Tuesday, September 29, 2015

A Trip to Pittsburgh's North Shore

When it was time to hit the road after a successful Erie trip last week, my husband, who had graciously agreed to be my driver, suggested a pit stop in Pittsburgh to shorten the boredom of the six-hour ride home. Of course, he didn’t have to twist my arm.
He had spent some time earlier in the day researching unique places to stay in the Pittsburgh area and found just the right place, rich in both history and character. 
Within three hours, we were popping the trunk on Pressley Street in front of The Priory Hotel in a little area in Pittsburgh called Deutschtown. The building, which dates back to 1888, is now home to travelers, but once served as a monastery.

Our first impression was that parking was a bit tight in the little lot reserved for visitors, which was located across the street from the 42-room inn.  The neighborhood, too, had seen better days and didn’t feel all that conducive to strolling around, at least not out front. Out back was a different story altogether (I know, weird, but more on that later). 

The History of The Priory

In 1848, the area around The Priory was home to many German immigrants. Oompah bands performed outside of taverns, shops sold German specialties and breweries dotted the neighborhood. When the residents of Deutschtown decided it was time to build a church, they banded together in 1848 to construct St. Mary’s Parish, which still exists next door to The Priory Hotel.
Stained glass windows, which were installed in 1912, are described as “Priceless examples of the Munich School of Art Glass,” crafted by the Tyrolean Art Glass Company of Innsbruck, Austria. Today, the church serves as an event place called “The Grand Hall” and is a popular wedding venue.
In 1888, a Priory, (or monastery), was added to the church property as a home for Benedictine priests and brothers who ministered to the congregation. It also served as a temporary retreat for Monk’s traveling to the St. Vincent’s arch abbey in Latrobe, which was the seat for the Benedictine order in the United States.

Our Visit

Our first plan was to unload the bags and head to the Andy Warhol Museum located not far away from the hotel.  We were happy to learn that the shuttle at the Priory was complimentary and available to whisk us there once we settled in so we didn’t have to bother moving the car.
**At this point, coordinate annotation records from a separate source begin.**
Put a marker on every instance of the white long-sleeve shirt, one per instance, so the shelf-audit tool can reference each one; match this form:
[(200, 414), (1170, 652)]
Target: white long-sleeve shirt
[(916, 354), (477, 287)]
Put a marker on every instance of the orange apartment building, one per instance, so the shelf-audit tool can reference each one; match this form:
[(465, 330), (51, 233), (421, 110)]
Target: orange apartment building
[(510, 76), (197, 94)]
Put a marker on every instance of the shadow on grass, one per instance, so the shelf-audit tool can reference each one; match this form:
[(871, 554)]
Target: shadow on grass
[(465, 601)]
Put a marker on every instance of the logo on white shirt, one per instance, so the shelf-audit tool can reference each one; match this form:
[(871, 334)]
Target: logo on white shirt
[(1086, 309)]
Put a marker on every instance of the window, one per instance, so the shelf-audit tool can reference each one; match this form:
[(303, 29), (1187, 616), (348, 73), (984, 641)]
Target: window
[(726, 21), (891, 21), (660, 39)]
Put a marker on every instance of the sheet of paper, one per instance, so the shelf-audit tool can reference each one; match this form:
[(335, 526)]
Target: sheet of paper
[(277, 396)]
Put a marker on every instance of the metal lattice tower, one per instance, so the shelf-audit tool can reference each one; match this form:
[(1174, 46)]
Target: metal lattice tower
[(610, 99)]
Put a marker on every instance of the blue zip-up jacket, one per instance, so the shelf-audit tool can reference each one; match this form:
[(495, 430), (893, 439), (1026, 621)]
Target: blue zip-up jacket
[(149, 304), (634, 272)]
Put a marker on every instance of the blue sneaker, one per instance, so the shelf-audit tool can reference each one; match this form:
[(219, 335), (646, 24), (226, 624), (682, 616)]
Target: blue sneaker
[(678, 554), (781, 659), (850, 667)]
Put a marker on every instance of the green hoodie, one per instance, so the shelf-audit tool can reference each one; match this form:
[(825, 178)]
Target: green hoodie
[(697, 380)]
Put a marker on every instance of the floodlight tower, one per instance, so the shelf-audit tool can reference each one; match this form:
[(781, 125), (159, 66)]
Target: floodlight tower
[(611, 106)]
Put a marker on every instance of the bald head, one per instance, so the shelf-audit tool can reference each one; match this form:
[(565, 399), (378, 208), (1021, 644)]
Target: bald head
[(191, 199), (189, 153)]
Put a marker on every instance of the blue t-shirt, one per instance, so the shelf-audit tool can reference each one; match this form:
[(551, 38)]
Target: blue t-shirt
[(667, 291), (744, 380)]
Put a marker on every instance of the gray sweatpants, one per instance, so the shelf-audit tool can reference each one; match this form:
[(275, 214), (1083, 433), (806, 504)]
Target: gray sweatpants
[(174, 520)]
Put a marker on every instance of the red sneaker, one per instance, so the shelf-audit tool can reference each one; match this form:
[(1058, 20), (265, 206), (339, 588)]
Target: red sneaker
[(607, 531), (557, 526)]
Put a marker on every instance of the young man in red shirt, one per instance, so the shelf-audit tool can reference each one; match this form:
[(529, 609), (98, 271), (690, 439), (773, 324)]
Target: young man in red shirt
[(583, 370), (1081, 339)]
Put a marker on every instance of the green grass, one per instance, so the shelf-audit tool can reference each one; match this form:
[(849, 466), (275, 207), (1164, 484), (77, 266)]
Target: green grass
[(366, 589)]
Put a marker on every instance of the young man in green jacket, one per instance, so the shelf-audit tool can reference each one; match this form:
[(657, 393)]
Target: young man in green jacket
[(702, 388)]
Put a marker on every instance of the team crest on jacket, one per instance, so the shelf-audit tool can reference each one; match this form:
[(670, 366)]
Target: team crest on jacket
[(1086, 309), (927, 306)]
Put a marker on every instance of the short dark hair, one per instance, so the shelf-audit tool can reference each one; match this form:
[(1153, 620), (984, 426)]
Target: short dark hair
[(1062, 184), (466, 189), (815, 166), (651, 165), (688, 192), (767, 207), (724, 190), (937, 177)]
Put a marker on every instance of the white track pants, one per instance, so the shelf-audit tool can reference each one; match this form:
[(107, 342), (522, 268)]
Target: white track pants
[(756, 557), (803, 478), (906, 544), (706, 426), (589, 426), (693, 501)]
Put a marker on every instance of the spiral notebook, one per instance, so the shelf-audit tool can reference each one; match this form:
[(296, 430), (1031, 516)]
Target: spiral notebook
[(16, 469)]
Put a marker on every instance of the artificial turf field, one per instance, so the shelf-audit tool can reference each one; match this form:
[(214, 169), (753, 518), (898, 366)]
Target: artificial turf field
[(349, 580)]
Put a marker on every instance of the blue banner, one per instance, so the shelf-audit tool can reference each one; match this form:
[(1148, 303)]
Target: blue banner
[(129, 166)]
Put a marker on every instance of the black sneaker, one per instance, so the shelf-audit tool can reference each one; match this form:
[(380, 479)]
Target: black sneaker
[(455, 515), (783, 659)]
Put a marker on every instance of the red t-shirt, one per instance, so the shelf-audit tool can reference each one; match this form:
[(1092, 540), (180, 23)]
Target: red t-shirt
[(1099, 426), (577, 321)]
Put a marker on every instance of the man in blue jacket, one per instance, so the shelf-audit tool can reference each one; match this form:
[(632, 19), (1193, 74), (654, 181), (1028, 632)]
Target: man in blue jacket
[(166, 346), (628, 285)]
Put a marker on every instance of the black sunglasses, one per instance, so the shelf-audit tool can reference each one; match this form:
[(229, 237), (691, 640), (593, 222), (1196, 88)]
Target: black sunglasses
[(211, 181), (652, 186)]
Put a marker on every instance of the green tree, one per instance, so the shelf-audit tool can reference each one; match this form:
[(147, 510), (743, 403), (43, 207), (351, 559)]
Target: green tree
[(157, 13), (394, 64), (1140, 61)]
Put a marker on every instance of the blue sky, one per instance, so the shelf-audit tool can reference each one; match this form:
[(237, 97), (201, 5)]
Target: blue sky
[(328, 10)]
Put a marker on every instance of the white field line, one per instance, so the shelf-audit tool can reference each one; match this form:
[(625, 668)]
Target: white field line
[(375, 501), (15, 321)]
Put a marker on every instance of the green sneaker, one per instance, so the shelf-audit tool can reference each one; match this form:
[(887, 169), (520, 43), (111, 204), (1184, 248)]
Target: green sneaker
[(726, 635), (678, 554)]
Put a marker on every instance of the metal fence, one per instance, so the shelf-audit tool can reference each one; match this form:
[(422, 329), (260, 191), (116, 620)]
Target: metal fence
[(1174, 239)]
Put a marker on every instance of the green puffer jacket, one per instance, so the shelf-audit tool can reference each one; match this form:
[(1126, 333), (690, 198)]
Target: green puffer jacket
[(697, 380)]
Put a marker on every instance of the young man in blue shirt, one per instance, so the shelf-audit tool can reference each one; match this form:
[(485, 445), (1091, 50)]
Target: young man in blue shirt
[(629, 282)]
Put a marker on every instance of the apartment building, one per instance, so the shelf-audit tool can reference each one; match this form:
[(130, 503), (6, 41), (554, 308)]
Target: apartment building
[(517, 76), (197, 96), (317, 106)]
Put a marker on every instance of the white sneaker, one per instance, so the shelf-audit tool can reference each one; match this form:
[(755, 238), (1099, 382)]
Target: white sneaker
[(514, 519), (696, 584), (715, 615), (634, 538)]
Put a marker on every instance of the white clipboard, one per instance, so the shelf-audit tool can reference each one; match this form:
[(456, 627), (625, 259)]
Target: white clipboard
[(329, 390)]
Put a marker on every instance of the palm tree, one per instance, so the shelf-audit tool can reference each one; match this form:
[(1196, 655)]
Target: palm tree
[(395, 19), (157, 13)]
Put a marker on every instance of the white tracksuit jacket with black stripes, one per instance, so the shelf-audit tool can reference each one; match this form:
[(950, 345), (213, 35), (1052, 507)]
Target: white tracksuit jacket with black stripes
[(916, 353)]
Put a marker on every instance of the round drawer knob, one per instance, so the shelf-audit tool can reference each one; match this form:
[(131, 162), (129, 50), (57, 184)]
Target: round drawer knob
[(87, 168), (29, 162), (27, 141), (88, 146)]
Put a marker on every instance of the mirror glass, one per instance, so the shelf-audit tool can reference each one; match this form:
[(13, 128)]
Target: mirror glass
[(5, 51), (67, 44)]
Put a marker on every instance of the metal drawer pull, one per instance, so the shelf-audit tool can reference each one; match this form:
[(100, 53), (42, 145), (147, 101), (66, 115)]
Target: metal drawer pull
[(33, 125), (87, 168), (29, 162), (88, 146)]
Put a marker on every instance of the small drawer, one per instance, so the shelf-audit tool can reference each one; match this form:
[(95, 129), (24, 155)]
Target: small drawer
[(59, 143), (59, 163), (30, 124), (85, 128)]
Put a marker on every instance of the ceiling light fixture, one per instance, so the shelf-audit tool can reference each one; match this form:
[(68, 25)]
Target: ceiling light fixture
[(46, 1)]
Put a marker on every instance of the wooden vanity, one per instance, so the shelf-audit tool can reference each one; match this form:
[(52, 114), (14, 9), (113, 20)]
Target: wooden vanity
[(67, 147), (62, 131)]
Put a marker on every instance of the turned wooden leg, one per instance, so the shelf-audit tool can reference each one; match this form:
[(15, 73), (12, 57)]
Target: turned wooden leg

When we learned our room was on the third floor, we were ready to climb the stairs, but instead were directed to an elevator, which was a pleasant surprise for such a small hotel.  Our room overlooked the street and was elegantly decorated in warm shades of tan, orange and brown and it turns out the bed was quite comfortable.

After our visit to the Andy Warhol Museum (the topic of a future post), we returned to the hotel, picked up the car and it was on to Carson Street where we dined at a small Italian restaurant called the Stagioni where my husband Mike enjoyed a pork chop and I dined one of my favorite dishes--lamb Ragu with pappardelle.  I have to say I was glad I didn’t order the pork chop that tasted overwhelmingly of lemon, which didn’t match well with pork—just my humble opinion.

Lamb Ragu with Papperdalle at stagioni and Pork Chop eau du Lemon

When we returned to our hotel, we spotted a small, but adorable bar near the sitting room where I was offered a tasty vodka soda with fresh blackberries. The bartender offered my husband a martini before mentioning the courtyard out back. Because the bar was so cute and cozy, we hesitated for a moment before agreeing to check it out and ended up being glad we did.

Courtyard at The Priory

The comfy chairs on the spacious, brick porch overlooking the courtyard were perfect for relaxing on during that warm fall evening. The scene was about as serene as you can expect a former monastery to be and we had a view of the beautiful historic church which shares the property.

The following morning we dined on the complimentary breakfast of coffee, tea, yogurt, fruit and pastries.

Breakfast at The Priory

Before we departed, we spotted a verdant garden located across the street from the backyard courtyard called Laura’s Blumengarten. A sign explained that it was planted as a tribute to the German-speaking immigrants of Deutschtown and discovering the hidden little treasure was a lovely ending to a wonderful visit.